Spare us the "What does Putin have on Trump" memes

When the Helsinki summit was unfolding yesterday, I was frankly so disheartened by the press conference that I wasn’t particularly inspired to write much about it. Besides, Ed and AP were both all over it as it was happening and there’s only so much room for hot takes in any given hour. But having watched the resultant media meltdown over the presser held by Presidents Trump and Putin, I’m seeing plenty of valid criticism, but also some overheated conspiracy theories which should be tossed out before they really catch fire.

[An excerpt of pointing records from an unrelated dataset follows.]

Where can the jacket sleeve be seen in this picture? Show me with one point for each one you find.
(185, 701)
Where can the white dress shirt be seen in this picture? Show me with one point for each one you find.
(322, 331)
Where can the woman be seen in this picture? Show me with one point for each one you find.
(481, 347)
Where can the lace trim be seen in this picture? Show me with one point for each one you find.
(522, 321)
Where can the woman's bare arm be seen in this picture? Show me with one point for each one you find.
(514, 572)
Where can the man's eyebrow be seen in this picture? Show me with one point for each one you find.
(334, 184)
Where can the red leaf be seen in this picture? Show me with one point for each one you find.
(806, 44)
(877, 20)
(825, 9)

First, allow me to opine that the summit (or meeting or whatever you like) was pretty much an unmitigated failure. I set forth some ideas on Sunday for how President Trump could have come away from that meeting with something resembling a win, but nothing along those lines emerged. Apparently, four hours of meetings produced nothing but an agreement to “reset” our relationship and cooperate on “mutually beneficial” goals, possibly including some strategic arms reductions. Was I the only one having nauseating flashbacks to Hillary Clinton and her “reset button” yesterday morning?

In any event, there was little to cheer for during the two leaders’ joint press conference. Positive sounding words, but nothing of real substance. And the optics of it were, to say the least, disconcerting.

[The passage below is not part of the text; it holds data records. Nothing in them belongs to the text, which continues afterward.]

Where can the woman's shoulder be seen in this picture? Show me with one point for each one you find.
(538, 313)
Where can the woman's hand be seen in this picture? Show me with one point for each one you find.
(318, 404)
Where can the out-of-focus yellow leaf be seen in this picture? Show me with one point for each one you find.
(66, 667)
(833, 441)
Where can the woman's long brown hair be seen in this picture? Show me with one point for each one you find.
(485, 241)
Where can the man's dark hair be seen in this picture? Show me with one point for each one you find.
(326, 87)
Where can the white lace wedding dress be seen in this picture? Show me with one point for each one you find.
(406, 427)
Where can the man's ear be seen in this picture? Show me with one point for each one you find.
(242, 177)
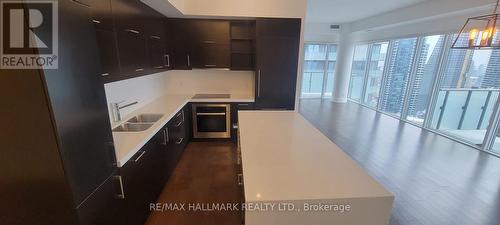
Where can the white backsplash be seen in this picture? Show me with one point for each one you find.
(209, 82)
(148, 88)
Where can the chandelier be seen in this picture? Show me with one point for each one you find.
(479, 32)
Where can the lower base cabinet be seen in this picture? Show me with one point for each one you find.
(144, 176)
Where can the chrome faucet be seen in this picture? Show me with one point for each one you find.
(116, 109)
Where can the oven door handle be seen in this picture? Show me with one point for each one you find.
(210, 114)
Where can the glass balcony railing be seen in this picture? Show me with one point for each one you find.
(464, 113)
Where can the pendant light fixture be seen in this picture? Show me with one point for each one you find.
(479, 32)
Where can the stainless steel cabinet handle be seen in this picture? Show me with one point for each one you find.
(258, 83)
(132, 31)
(168, 135)
(180, 114)
(80, 3)
(240, 179)
(168, 60)
(211, 114)
(120, 181)
(165, 137)
(140, 156)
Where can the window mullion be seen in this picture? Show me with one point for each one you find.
(367, 69)
(431, 106)
(325, 66)
(411, 77)
(388, 58)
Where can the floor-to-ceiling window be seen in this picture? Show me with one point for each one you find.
(358, 72)
(399, 71)
(428, 59)
(376, 63)
(330, 70)
(422, 80)
(319, 66)
(468, 90)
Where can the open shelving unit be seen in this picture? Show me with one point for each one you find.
(242, 45)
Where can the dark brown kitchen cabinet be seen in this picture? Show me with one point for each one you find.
(277, 56)
(58, 157)
(212, 43)
(182, 47)
(242, 45)
(158, 57)
(102, 16)
(129, 15)
(108, 54)
(132, 53)
(156, 39)
(142, 183)
(212, 56)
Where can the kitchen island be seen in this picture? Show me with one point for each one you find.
(293, 174)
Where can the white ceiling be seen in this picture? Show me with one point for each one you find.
(344, 11)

I’ve seen some reports attempting to put a positive spin on the event, such as this one from Bill Gertz at the Free Beacon. Bill suggests that the summit could be “Trump’s bid to play the Russia card against the growing threat of China by building closer relations.” He also reiterates the President’s explanation that the meeting was, “a first step toward closer cooperation on counter-terrorism and halting the spread of nuclear arms.”

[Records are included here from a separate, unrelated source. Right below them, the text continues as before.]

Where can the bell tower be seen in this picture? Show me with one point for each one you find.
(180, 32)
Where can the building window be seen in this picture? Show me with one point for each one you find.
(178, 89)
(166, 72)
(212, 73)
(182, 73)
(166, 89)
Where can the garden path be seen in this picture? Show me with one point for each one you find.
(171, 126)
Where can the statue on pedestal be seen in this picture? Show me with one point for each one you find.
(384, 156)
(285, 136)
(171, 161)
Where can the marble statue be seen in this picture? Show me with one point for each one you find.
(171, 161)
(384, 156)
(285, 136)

While I’m not declaring that this meeting represented the end of the Republic (which I actually heard from someone on cable TV this morning), I’m also not buying into the common explanation which seeks to portray this as Trump once again supposedly playing twelve-dimensional chess in some sort of brilliant scheme we’re all too dense to grasp. If nothing else, the optics of that press conference, as I mentioned above, were awful and the placing of blame on American troops as being somehow equally culpable in horrible crimes as the Russian intelligence service was too much to simply shrug off. Nothing of substance came out of that meeting, but Putin obviously came off looking like the more powerful leader.

But none of this means that we need to go the Full Scarborough here and leap to the conclusion that Donald Trump is being held hostage by Russia and that Putin has some dirt on him that he’s holding over his head. And yes… there are people saying that. This article at the Atlantic from David Frum puts forward the theory in a not terribly subtle way, and he opens with this accusation.

We still do not know what hold Vladimir Putin has upon President Trump, but the whole world has now witnessed the power of its grip.

I saw Joe Scarborough saying the same thing at the opening of his show on Monday and then again this morning. Joe is flatly stating that Putin “has something” in reserve that he’s holding over Trump’s head and essentially blackmailing him with. You’ll excuse me if I guffaw in your general direction.

Riddle me this, Batman. If Putin actually had some sort of dirt on Trump from before the election, as speculated by Frum and Scarborough, and he needed to keep Trump on a leash and doing his bidding, why would they put on this peacock display? The whole idea of having a Manchurian candidate is to keep that fact secret until you’re ready for the final assault. Would you walk out on stage and display that your pet was being obedient? That sort of deflates the subterfuge.

As Carl Sagan once said, extraordinary claims require extraordinary evidence. If somebody has the goods on this so-called blackmail arrangement, let’s see it. Otherwise, the explanation for this summit and its outcome falls back on Occam’s razor. It was just poor planning and bad political optics. The suggestion that Donald Trump is under the control of Russia and actively working against our national interests is a clear accusation of treason and other impeachable offenses. It changes the conversation from one of asking whether or not the White House policy toward Russia is inept or intentional sabotage. Those are very different things, and any journalists who want to make the jump into such territory should be ready to prove their claims if they hope to be taken seriously.